En días plomizos el tono áureo se matiza por contagio, adquiriendo aspecto de esfumato. Y pese a perder su vivacidad ese amarillo, jalde en el momento álgido, proporciona un efecto tonificador: la mejor terapia para el espíritu. Quienes se encargan de atender las enfermedades anímicas bien podrían recetar paseos otoñales por el Júcar, uniéndose a esos médicos que ya los recomiendan contra el colesterol. Nuestro gran río no solo vitaliza la ciudad que atraviesa, también ofrece propiedades curativas a quienes lo frecuentan. Es una arteria esencial: la cara opuesta a las calles comerciales que cruzan la ciudad de norte a sur y de este a oeste; la vía de escape al estrés; la alternativa low cost al yoga; la versión laica de los ejercicios espirituales…

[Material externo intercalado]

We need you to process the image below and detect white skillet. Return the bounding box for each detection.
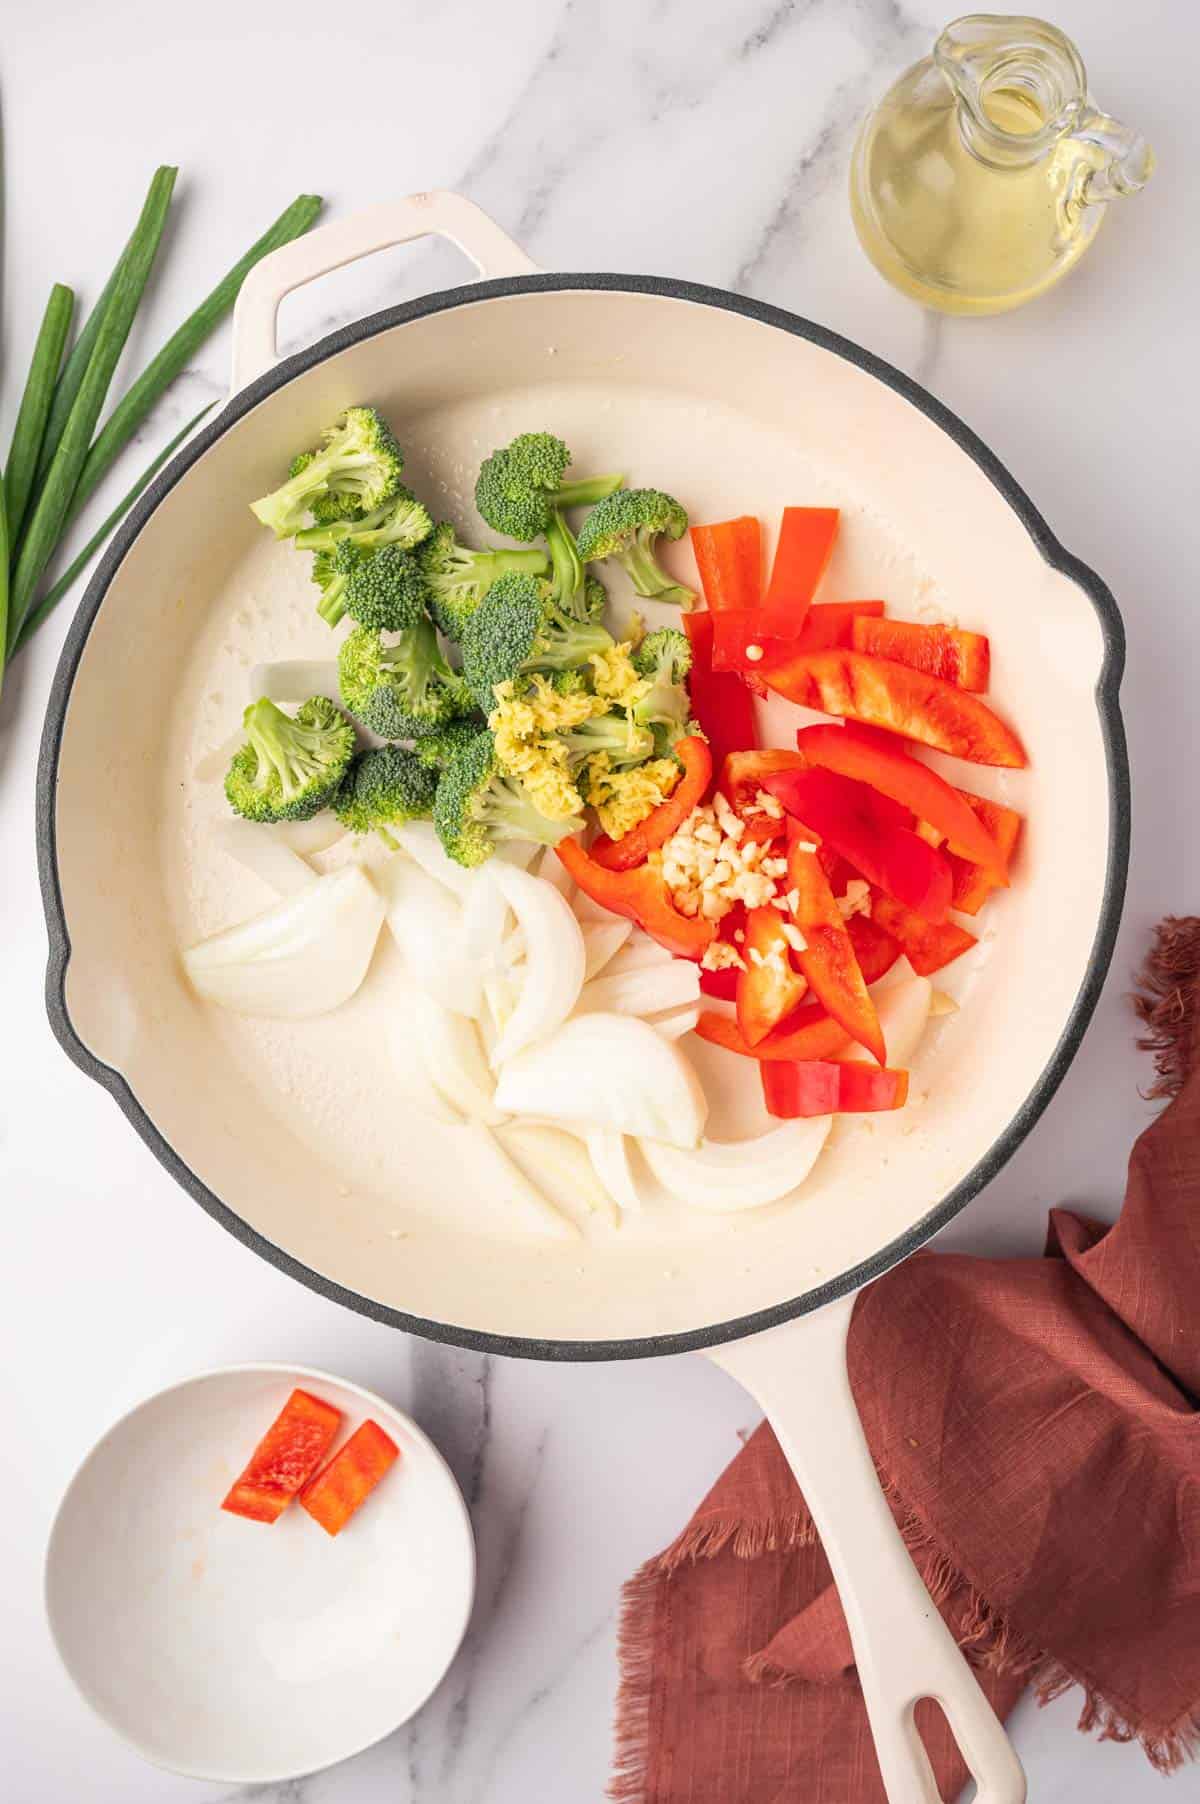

El otoño no sólo impregna los árboles sino también las riberas, que ofrecen un valor añadido cuando la estación declina: el tapizado tramado por sus hojas aserradas y algo ventrudas, escamas de oro caídas con sumisión a los pies del paseante. Esa alfombra de anverso dorado y envés grisáceo, que anuncia el declinar del otoño, cobija ahora a unos chopos desnudos exponiendo su ramajes a la intemperie. Y aún quedan por la zona otros árboles de distintas especies que mantienen sus hojas de color leonado como colofón otoñal.
Participar en Cuenca de esta estación antesala del invierno, recorriendo los márgenes de su río principal, deriva en un ejercicio de salud física y mental. Sobre todo en esta época propicia a la melancolía, cuando se filtra en el alma el lado oscuro de la vida. Si por lo general la luz aparece al final del túnel, aquí te acompaña todo el recorrido.